Josh Lucas on ‘The Firm’

The star of NBC's legal thriller tells us about his show and performing jury duty on a murder trial in New York.

Fred Topelby Fred Topel

We usually hear anecdotes about actors researching the profession of their latest character, but Josh Lucas told the Television Critics Association that he served on a jury for a murder trial before taking the role on NBC’s "The Firm." He also said that he embraced Tom Cruise’s portrayal of John Grisham’s lawyer Mitch McDeere, so those were two things I wanted to follow up with Lucas about. Lucas plays Mitch McDeere after10 years in witness protection, when the old firm comes after him again.


How did this trial happen and how did counsel not reject an actor on the jury?

What happened was that I had missed jury duty multiple times because I'd been on movies. So, when I went to do "The Lincoln Lawyer" I went to the courthouse and said, “I would like to do research and incorporate it with my jury duty.” They said, “No. We don't care.” I said, “What do you mean?” They said, “Well, you have to do jury duty based on our timeframe. It has nothing to do when it works for you.”

I said, “All right. When can I do it?” They said, “If you don't show up for jury duty on November 13th you will be arrested.” It was like that because I had missed it five times.

They didn’t say it would be a conflict of interest to use it as research in a movie?

No, this is what happened. This is in New York City. So what happened is that I showed up on the 13th and did half a day and nothing happened. I was sent home. The next day I was chosen to go down with 60 people.

I walked in, the second that I walked in I saw that this guy recognized me, the defendant recognized me and I saw him talk to his legal counsel about it. So, I went immediately to the bailiff and said, “I need to speak to the judge,” and the judge said, “If we released everyone who came here because they had conflicts of interests like yours we would not be able to get juries. We've decided to stop doing that. It doesn't matter if you're famous anymore. Unless we determine that you're in danger, that's the only way you can be dismissed.”

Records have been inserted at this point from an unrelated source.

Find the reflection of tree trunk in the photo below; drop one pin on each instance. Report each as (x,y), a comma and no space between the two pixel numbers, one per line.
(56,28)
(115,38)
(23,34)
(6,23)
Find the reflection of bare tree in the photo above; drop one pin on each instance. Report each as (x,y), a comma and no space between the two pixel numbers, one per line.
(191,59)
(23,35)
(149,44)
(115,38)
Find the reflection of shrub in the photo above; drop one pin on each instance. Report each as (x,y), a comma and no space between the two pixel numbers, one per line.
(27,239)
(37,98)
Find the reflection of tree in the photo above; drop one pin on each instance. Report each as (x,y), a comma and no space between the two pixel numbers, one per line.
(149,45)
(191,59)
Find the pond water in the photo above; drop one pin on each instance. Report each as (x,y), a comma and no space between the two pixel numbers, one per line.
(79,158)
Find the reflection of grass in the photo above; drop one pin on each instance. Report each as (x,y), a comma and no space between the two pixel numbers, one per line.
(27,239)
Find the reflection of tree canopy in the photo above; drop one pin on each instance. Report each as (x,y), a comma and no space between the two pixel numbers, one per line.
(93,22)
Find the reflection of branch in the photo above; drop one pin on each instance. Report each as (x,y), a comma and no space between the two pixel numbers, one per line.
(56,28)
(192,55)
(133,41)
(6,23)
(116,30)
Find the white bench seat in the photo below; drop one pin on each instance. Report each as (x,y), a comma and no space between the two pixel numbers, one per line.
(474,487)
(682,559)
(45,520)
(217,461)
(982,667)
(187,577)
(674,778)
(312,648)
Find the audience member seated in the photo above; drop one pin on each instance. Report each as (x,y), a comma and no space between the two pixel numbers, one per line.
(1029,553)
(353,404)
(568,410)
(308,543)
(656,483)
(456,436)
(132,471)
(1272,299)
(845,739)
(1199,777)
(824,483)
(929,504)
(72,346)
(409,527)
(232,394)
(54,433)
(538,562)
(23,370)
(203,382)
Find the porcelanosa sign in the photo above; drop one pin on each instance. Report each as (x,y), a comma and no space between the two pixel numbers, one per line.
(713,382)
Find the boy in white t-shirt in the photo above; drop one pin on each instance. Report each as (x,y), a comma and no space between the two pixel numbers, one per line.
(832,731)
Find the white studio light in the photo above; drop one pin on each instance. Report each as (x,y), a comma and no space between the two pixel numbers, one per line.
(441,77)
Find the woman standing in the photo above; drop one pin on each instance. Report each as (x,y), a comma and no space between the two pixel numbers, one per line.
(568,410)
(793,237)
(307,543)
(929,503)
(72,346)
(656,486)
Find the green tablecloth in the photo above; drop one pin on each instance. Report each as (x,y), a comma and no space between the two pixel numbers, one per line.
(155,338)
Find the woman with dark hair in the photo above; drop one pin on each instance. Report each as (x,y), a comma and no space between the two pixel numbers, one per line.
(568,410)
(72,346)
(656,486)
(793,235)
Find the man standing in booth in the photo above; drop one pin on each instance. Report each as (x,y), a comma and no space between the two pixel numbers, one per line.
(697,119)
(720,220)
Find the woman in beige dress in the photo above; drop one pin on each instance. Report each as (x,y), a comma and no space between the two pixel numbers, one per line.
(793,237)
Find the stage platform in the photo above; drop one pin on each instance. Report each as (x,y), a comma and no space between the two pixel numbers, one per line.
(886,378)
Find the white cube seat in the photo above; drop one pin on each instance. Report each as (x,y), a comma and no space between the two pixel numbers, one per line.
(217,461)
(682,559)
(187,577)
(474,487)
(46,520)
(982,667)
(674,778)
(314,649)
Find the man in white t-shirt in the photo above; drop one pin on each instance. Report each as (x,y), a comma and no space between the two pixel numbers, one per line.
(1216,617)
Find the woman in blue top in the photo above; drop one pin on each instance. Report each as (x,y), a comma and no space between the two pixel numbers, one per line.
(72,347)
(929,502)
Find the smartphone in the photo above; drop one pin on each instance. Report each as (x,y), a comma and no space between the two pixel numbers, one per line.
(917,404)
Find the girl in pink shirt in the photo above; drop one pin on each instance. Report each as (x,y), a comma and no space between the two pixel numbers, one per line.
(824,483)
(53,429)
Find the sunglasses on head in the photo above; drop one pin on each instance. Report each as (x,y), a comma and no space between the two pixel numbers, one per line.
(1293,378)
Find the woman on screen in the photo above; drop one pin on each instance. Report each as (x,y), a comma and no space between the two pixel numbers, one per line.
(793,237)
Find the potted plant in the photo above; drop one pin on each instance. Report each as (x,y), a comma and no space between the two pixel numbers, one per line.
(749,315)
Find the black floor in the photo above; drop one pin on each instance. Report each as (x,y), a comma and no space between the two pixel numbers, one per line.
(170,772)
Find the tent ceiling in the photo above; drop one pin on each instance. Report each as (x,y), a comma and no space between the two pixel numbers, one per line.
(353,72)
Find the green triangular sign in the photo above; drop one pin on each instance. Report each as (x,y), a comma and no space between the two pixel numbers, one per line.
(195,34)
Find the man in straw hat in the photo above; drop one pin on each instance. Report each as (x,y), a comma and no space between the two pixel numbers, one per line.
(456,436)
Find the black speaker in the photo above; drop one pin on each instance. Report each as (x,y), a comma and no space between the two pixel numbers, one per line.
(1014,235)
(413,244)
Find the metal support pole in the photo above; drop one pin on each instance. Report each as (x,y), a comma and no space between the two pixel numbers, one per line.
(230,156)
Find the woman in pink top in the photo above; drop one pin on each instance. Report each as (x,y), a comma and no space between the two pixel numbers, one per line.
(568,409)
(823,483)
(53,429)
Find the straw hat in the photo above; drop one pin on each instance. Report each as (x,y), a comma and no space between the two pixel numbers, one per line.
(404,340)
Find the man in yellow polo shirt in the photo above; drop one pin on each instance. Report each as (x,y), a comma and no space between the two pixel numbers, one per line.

So, weirdly I then got chosen. There was 12 of us with three alternates chosen. It was such a severe case that they had to not just shackle him, but they had to hold him down in the courtroom during his testimony. It was a two week trial. We convicted him for life. I can't tell you much except that it was incredibly severe and violent and multiple. He was involved in multiple crimes before that which we were not actually allowed to know.

That's when I fell in love with the legal elements. There was so much that I found out after the fact that would've colored my thoughts. I thought that if it’s done right that it'd make for very interesting television, if you can do something that isn't just normal procedural, procedural, procedural. I hope that's where the show goes more and more.
You might be one of the rare actors who says they embrace the notable actor who played the role before. Was there a decision of do I or don't I consider Tom Cruise?

I liked very much what he did. I very much felt like my responsibility is to not shy away from it. There are details that are very subtle that I try to put in, but I always try and do that. For me that's part of the joy of this job. It's really weird, but in "Glory Road," a beautiful movie that I made about basketball, I totally stole, blatantly, two scenes from Gene Hackman in "Hoosiers." I mean, no one will ever know, but I will show you. I wanted to try and homage these little things that he does because I think it's one of his many excellent performances. It's a really damn good one. That's a great film.

You show a lot of layers in the series. You can be tough, compassionate, pained. Where does all of that come from, the book, the movie or the scripts?

A lot of it is the book. Some of it is the movie and also it's an understanding that it's sort of not generic, but the inherent Grisham male character which is always very driven, very smart, very savvy in their use of not just the law, but in manipulating the system to get out of whatever situation they've gotten themselves into.

So, I was really referencing that, but also I was trying to take away then my own sense of what the ten years had done, the damage that it had done and the fact that there was probably a level of paranoia which I hope you start to really see. This paranoia begins, they start making really bad mistakes because they are so scared all the time.